Who is winning the US-China chip war?

 Illustration of a bald eagle guarding a group of CPU chips in a nest.
Credit: Illustration by Stephen Kelly / Getty Images

The battle for global supremacy between the United States and China comes down to one sector: Semiconductor chips. That contest is "entering a new phase," Bloomberg said, as the American government pumps $100 billion into subsidies for tech firms and China builds dozens of new facilities to strengthen its own supply chain. China is the "largest global supplier" of older "legacy chips," but the Biden administration is aiming to use its investment to help control nearly 30% of the overall chip market by 2032.

China isn't standing pat. Beijing has authorized its own "massive barrage" in the so-called "chip war," Forbes said. It created a new fund, valued at $47.5 billion, to help make China "self-sufficient in producing and advancing semiconductor technology" and even to "assume a dominant role" that will allow it to sideline Taiwan — a chip-manufacturing powerhouse that also sits at the center of U.S.-China tensions. The stakes are high. Maneuvers in the chip war "will reverberate in every high-tech boardroom and war room worldwide."

What did the commentators say?

Right now the electronics industry depends on a "fragile semiconductor supply chain" that stretches from Europe to Asia, said The Economist. "The chip war threatens to bludgeon it." A world "divided into two semiconductor blocks" in the United States and China would try to replicate and replace the current "cat's cradle of relationships" that makes possible our current tech-driven lives. That won't be easy. And it's frustrating to tech executives around the world. "Many in the industry understand America's desire to thwart China," but they're not so sure the aim is noble: It looks to them more like America is acting on a "selfish desire to preserve its economic dominance."

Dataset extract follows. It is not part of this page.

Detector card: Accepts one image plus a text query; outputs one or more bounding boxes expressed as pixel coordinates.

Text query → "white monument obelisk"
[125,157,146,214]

Chinese leader Xi Jinping "needs the smallest and fastest chips to fulfill his dream of transforming China into a technology powerhouse," Michael Schuman said at The Atlantic. Despite its lead in legacy chips, the country needs America and its allies to share technology to make progress in more advanced semiconductor manufacturing. That "tells us a lot about the true balance of power between the U.S. and China," Schuman said. His verdict: "China is losing the chip war."

What next?

"Now comes the hard part" for U.S. manufacturers, said The Wall Street Journal. Money from the government is giving the sector a "big boost" and putting the American chip industry "back on a more stable path." But there are limits to what can be accomplished — other countries in Europe and Asia are also increasing their investment, "underscoring how the global race to produce more of the most advanced semiconductors is expanding and accelerating."

That race has produced a worldwide total of  $1.2 trillion in commitments to semiconductor manufacturing outside of China, said Quartz. If all that manufacturing doesn't take place in the United States, one expert said, there will still be benefits. "The more capacity we build outside of China, and frankly, outside of Taiwan, the better off we'll be in reducing China's ability to threaten us and reduce our dependence on China."